The concept is to head HPC file system storage towards file formats in the file system. It is quite possible that many file types like N processes to 1 file with small strided writes might be served well by special handling at the file system level. Decades ago, file types and access methods were used and were supported within a single file system. The IBM MVS storage systems allowed for many different file types, partitioned data sets, indexed sequential, virtual sequential, and sequential to name a few. Storage for modern HPC systems may benefit from a new parallel/scalable version of file types. There is much research to be done in this area to determine the usefulness of this concept and how such a thing would work with modern supercomputers and future HPC languages and operating environments.
Data users need effective means to locate their files in huge and increasing scaled out file systems containing millions or even billions of files. Use of simple directories is not sufficient for managing this number of files. Users already have search tools for file systems but they are based on directory structure oriented searches. We propose to explore how indexing of metadata about files could provide users more utility for searching for files in extremely large parallel file systems. We will concentrate on the interfaces users would use to search indexed metadata about files.
Storage system design and optimization require usage data in order to determine where in the system to focus resources.

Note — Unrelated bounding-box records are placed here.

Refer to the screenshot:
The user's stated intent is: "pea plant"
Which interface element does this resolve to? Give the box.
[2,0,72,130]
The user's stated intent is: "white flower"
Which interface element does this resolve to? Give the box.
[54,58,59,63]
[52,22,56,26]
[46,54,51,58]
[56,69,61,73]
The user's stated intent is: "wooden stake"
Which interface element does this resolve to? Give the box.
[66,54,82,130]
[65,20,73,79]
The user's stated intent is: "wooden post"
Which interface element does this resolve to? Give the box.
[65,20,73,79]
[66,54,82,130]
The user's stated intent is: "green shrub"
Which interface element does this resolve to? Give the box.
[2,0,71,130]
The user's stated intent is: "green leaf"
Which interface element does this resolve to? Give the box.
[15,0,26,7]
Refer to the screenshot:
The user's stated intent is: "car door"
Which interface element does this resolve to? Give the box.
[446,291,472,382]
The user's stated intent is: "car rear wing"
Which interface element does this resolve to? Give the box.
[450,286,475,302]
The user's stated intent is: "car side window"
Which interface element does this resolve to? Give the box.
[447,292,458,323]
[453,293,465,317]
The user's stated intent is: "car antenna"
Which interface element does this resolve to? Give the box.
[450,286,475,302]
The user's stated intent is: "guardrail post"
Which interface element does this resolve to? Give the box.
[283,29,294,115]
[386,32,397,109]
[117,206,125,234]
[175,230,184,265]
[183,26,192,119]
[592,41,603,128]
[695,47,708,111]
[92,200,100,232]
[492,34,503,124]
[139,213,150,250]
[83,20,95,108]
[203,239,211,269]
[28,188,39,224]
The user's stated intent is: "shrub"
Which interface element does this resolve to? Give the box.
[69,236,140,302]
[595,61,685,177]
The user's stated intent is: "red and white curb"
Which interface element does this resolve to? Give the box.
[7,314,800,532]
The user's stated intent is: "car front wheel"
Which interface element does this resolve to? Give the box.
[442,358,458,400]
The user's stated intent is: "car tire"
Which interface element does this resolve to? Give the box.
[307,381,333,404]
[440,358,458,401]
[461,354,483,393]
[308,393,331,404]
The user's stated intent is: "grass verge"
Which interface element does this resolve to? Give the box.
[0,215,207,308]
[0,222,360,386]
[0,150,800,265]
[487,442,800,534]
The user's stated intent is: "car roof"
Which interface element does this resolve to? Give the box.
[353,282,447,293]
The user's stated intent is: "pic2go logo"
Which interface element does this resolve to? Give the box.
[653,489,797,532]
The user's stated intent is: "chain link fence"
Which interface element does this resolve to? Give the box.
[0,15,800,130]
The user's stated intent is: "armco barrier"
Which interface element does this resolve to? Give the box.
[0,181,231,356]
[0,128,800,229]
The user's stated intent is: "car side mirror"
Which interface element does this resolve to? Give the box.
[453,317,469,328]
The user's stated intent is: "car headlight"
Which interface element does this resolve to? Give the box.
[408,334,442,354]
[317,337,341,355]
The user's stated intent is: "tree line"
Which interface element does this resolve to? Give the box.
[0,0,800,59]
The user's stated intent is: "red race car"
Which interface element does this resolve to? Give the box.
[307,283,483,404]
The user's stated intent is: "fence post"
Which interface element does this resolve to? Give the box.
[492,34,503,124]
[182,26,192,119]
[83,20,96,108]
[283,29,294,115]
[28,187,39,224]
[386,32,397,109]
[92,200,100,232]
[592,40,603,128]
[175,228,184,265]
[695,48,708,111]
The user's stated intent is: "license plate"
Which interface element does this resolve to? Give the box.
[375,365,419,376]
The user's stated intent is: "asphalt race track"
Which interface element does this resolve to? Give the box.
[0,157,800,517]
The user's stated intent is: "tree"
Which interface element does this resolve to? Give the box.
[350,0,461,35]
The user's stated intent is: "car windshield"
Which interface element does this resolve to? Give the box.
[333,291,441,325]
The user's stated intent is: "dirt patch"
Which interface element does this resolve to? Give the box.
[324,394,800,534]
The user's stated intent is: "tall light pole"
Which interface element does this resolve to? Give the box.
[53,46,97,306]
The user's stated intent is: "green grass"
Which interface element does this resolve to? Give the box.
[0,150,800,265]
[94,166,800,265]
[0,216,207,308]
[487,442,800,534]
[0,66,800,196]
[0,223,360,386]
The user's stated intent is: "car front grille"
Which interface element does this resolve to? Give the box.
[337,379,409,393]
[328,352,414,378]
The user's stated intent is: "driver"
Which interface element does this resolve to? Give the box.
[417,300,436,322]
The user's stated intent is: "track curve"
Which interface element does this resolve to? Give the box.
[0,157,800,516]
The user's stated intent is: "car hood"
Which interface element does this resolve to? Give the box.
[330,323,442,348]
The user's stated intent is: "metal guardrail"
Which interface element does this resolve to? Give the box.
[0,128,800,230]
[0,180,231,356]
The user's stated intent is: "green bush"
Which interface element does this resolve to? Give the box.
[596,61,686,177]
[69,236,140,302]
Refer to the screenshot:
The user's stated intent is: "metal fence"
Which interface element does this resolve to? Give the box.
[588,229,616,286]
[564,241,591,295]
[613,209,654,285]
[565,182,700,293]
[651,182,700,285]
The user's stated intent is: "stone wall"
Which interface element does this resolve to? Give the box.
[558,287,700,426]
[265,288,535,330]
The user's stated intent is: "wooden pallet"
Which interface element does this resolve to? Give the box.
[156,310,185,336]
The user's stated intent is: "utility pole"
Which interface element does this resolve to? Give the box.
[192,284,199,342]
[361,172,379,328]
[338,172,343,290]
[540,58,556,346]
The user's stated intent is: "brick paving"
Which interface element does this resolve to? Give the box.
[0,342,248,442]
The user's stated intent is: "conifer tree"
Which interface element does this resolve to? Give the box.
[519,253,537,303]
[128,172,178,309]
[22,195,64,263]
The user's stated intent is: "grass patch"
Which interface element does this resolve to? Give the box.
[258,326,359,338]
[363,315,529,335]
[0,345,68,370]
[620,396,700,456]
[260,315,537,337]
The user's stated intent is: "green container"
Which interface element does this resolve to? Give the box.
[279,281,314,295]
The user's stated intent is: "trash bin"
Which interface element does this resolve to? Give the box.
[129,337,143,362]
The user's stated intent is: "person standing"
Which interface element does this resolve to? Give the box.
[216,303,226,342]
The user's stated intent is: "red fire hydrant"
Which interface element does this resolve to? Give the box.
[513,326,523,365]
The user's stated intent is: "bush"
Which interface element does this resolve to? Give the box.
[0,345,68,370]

Typically this usage data is created by observing the response of the system while running synthetic benchmarks designed to place high stress on particular aspects of the system. The problem with many benchmarks is that they encourage improvements to areas of the system that do not improve actual user performance on typical workloads. Ideally, the benchmarks should be similar to actual applications so improvements can much more easily be made to storage systems. User applications often are proprietary or secure so using user applications for benchmarks is often not practical. This project will explore how synthetic benchmark applications can be synthetically generated using traces of real parallel user applications.
In large scale storage and file systems, multiple parallel applications can be asking for service simultaneously. In parallel workloads it is vital that deterministic service be given as the application only proceeds as fast as the slowest process. With mixed workloads this is very difficult to do in a parallel setting. We will explore how QoS support could be added to portions of the I/O stack in object based parallel file systems to enable determinism for multiple parallel applications in a mixed parallel workload environment.
The Cell is powerful, but challenging to program. Concurrent Programming Models for the Cell Broadband Engine may help. Everything old is new again, Cilk can provide a smooth transition of older C codes to the Cell.
One of the major challenges facing a globally distributed Enterprise is storing and retrieving documents. This task requires features from distributed storage systems, databases and the Internet. However, because of the unique nature of the documents to be stored and the access pattern of the documents, none of these alone suffice to provide truly reliable and searchable distributed document management. We present Ringer – a overlay network which combines elements of peerto-peer storage, distributed query processing and indexing to create an Internet scale content distribution and retrieval network.
Large scale storage systems often store massive data sets that are highly dimensioned and massive numbers of files in directory structures. This project explores solutions to dealing with indexing and managing these data sets.